Despite these supposed benefits, the deal has caused widespread and unified protests of a scale unseen in Jordan since the start of the Arab Spring. First and foremost, protesters are incensed by the decision to enter into such an agreement with Israel. Opponents point to Israel’s continued settler colonial project and military occupation that violate the human, political and civil rights of Palestinians as reasons to reject a deal with the country. The Jordan branch of the Boycott, Divestment and Sanctions (BDS) movement estimated that the deal would result in $8.4 billion of Jordanian money going straight to the Israeli government. Such funds, they argue, would contribute to Israel’s military spending and settlement construction which have been the crux of Israel’s illegal occupation of Palestinian land.
Using the hashtag “the enemy’s gas is occupation,” Jordan BDS has led a campaign against the deal since it was first proposed in 2014. That year, it succeeded in securing a rejection by the elected Jordanian parliament of the exact same deal that was signed this month. The group has since led protests across the country. They have also organized electricity strikes and candlelight protests to demonstrate that Jordanians would rather have no energy than buy gas from the state that occupies and oppresses the Palestinian people.
It is not only the party with whom the deal was struck that is causing protests, however. Questions are also being raised about how and why a deal opposed by 90% of respondents in a TV news poll was signed in secret against the will of the people and parliament. Additionally, opponents are wondering whether such a deal needed to be made in the first place. Such questions relate to the very nature of Jordan’s system of government and the concentration of power in the hands of the king and his appointed government.
As discussed in a recent post here on Discoursing Back, King Abdullah II has carefully cultivated an image as a moderate and modernizer seeking to drag his country into the 21st century through incremental reforms and gradual democratization. However, this narrative obscures the role of the current king and the monarchy historically in undermining and outlawing democratic and pluralistic reform in order to ensure the power of the monarchy and its position of favor in the eyes of western powers. Therefore, despite projecting the appearance of democracy through parliamentary elections, the real power lies with the king and his appointed government. The case of this gas deal is the perfect illustration of these dynamics.
Firstly, the deal signed last week was the exact same deal rejected by the elected, but essentially, powerless Jordanian parliament almost two years ago.

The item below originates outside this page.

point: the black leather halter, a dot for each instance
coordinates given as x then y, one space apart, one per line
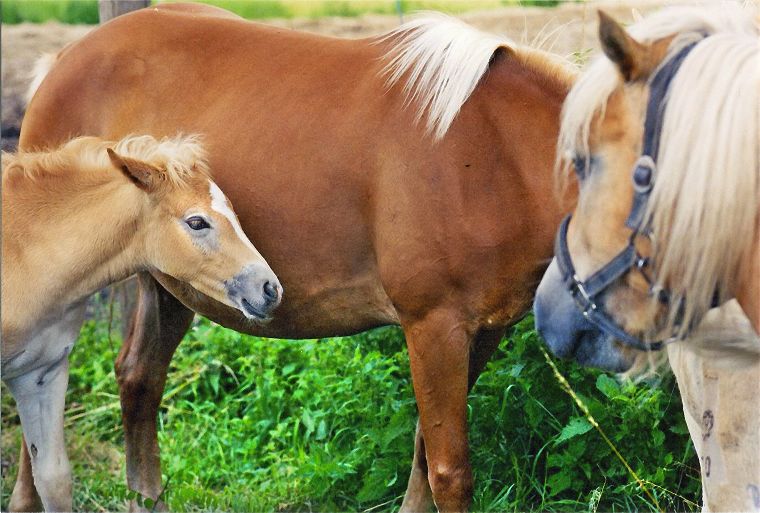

In order to avoid such opposition this time around, the deal was signed in secret after parliament was dissolved and before the newly elected one could take its seats. A campaigner against the deal also stated that Jordanians only learned of the deal through international media as the government waited a week before publicly commenting on it. Opponents also argue that the deal itself is unconstitutional. According to Article 33 of the Jordanian constitution, the parliament must be consulted regarding treaties or agreements that involve financial commitments from the Treasury. The government argues that because NEPCO is technically a private company the article does not apply. However, opponents argue that the agreement must be brought in front of the parliament because NEPCO is fully owned by the government.
Additionally, there have been questions if a deal of this scope and duration even needed to be signed, regardless of Israel’s involvement. While Jordan is still reliant on foreign sources of energy and costs remain high, investment has been made in alternative forms of energy like wind and solar and local energy like oil shale deposits. At the same time, the port at Aqaba is equipped to import natural gas from other sources which has resulted in the re-sale of surplus gas abroad. In fact, during the initial 2014 debate over the gas deal, the minister of energy listed six alternatives to the deal that could be investigated. It seems, however, these other avenues were not pursued.
While reports of US pressure may help to explain the government’s decision to sign the deal, the full story remains unclear. What is apparent is that the illusion of democracy in the Hashemite Kingdom of Jordan perpetuated by parliamentary elections obscures the reality of the locations of political power in the country. Despite overwhelming popular and parliamentary opposition to this gas deal and its questionable legality, it was signed in secret. Far from being the vanguard of democracy in Jordan, the monarchy, acting through an appointed government that can be dissolved at any time, takes decisions that fly in the face of the people. The gas deal with Israel is just one manifestation of this reality.